Writing Out: Excel, Parquet, DuckDB — One Pipeline, Four Formats | Pandas for Finance Ep13
0views
C
CelesteAI
Description
Episode 13 of *Pandas for Finance*. The output stage of every analyst pipeline. You've cleaned, joined, computed — now hand the result to the next person, or to future-you.
`df.to_excel("out.xlsx", sheet_name="...")` — single-sheet workbook for finance teams. `pd.ExcelWriter` as a context manager — multi-tab reports in a loop. `df.to_parquet(path)` — columnar, compressed, lossless storage that loads in milliseconds. `duckdb.connect("file.duckdb").execute("CREATE TABLE prices AS SELECT * FROM df")` — pandas-to-SQL in one line, with a persistent on-disk database that any DuckDB client can query.
What You'll Build:
- `writeout.py` — load the cached prices, build a leaderboard summary across all 14 tickers, then write it out four ways: single-sheet Excel, multi-sheet Excel (one tab per ticker), Parquet snapshot, and DuckDB database with a SQL query at the end.
- The named-aggregation pattern: `.agg(First=("Adj Close","first"), Last=("Adj Close","last"), AvgVol=("Volume","mean"))` — three columns folded with their own functions in one call.
- `pd.ExcelWriter` as a context manager — repeated `.to_excel(writer, sheet_name=...)` calls add tabs. The "send the analyst a workbook, they click through" workflow.
- `df.to_parquet(path)` — the analyst-to-analyst archive format. Faster than CSV, smaller than CSV, preserves dtypes.

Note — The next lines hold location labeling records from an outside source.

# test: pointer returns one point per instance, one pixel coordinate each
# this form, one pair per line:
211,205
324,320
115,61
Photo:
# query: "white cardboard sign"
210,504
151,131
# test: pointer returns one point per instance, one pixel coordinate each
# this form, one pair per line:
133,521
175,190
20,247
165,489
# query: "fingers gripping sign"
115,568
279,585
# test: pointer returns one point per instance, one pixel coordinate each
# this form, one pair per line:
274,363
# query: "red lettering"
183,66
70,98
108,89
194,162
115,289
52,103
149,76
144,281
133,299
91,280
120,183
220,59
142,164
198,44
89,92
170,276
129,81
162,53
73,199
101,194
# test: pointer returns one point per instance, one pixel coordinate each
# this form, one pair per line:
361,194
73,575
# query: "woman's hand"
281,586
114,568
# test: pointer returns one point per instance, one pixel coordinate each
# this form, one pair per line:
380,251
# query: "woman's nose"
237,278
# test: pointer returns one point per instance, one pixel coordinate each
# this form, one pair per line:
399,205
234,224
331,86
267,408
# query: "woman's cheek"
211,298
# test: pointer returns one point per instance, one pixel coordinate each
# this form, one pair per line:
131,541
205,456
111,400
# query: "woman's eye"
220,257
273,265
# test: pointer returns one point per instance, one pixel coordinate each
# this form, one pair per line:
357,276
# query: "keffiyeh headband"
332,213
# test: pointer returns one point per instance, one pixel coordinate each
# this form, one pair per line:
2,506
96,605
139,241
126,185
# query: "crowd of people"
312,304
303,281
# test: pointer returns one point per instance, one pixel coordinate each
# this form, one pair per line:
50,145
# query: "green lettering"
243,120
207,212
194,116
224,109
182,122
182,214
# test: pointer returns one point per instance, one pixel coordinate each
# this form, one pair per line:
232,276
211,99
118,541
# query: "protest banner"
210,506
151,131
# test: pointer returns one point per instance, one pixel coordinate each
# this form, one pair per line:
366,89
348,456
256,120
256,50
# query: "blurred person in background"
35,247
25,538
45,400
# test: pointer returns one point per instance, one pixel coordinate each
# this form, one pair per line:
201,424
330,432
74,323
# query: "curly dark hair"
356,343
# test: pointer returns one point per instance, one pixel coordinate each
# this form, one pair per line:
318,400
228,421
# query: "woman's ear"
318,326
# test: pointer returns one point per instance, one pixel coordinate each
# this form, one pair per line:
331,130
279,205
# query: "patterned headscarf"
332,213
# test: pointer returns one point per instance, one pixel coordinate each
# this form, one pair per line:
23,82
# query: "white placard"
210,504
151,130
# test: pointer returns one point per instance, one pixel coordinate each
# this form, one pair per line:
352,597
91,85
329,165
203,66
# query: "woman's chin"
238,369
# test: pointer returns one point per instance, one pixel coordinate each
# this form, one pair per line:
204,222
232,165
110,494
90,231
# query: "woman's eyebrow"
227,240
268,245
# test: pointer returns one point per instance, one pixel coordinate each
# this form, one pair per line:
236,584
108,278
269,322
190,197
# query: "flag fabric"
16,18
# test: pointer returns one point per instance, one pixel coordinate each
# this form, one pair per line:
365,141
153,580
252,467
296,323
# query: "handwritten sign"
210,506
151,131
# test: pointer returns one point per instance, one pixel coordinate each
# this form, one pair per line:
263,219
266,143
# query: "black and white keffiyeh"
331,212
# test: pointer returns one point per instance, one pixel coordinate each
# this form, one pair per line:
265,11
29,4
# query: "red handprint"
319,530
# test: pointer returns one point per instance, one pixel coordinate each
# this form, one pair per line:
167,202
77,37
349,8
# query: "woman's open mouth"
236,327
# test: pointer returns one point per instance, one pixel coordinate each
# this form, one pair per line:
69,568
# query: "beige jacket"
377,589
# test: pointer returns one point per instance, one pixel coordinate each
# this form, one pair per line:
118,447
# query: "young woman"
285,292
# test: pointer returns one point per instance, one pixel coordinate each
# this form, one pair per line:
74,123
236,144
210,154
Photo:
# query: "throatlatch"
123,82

- DuckDB integration: `duckdb.connect()` to a file, `CREATE TABLE prices AS SELECT * FROM df` lifts a pandas DataFrame straight into SQL. Query it back with `.df()` to return a DataFrame. The bridge between the pandas world and the SQL world.
Timestamps:
0:00 - Intro — Episode 13 starts here
0:21 - Preview — match format to audience
1:06 - Open nvim, write writeout.py
1:14 - Display options + read parquet
1:30 - Summary leaderboard (named aggregations)
2:00 - Single-sheet Excel
2:11 - Multi-sheet Excel via ExcelWriter
2:36 - Parquet snapshot
2:46 - DuckDB connect + CREATE TABLE
3:07 - SQL query + return as DataFrame
3:18 - Save and run
3:24 - Leaderboard output (NVDA +37x, TSLA +20x)
4:02 - Recap
4:48 - End screen
Key Takeaways:
1. **`pd.ExcelWriter` as a context manager is the cleanest multi-sheet pattern.** `with pd.ExcelWriter(path, engine="openpyxl") as writer:` opens the workbook once. Inside, repeated `.to_excel(writer, sheet_name=...)` calls add tabs. When the with-block exits, the file is finalized. No leaked file handles, no half-written workbooks if your loop crashes mid-way. The engine arg matters — `openpyxl` for `.xlsx` (modern), `xlsxwriter` if you need fancier formatting.
2. **Parquet beats CSV for everything except humans.** Columnar means a query for one column reads only that column from disk. Compression is automatic and lossless. dtypes are preserved (no string "2024-01-15" that needs re-parsing into a date). Read-back is 10-50x faster than CSV. The downside: you can't open it in a text editor. Use Parquet for everything you'll process programmatically, CSV only for things humans will eyeball.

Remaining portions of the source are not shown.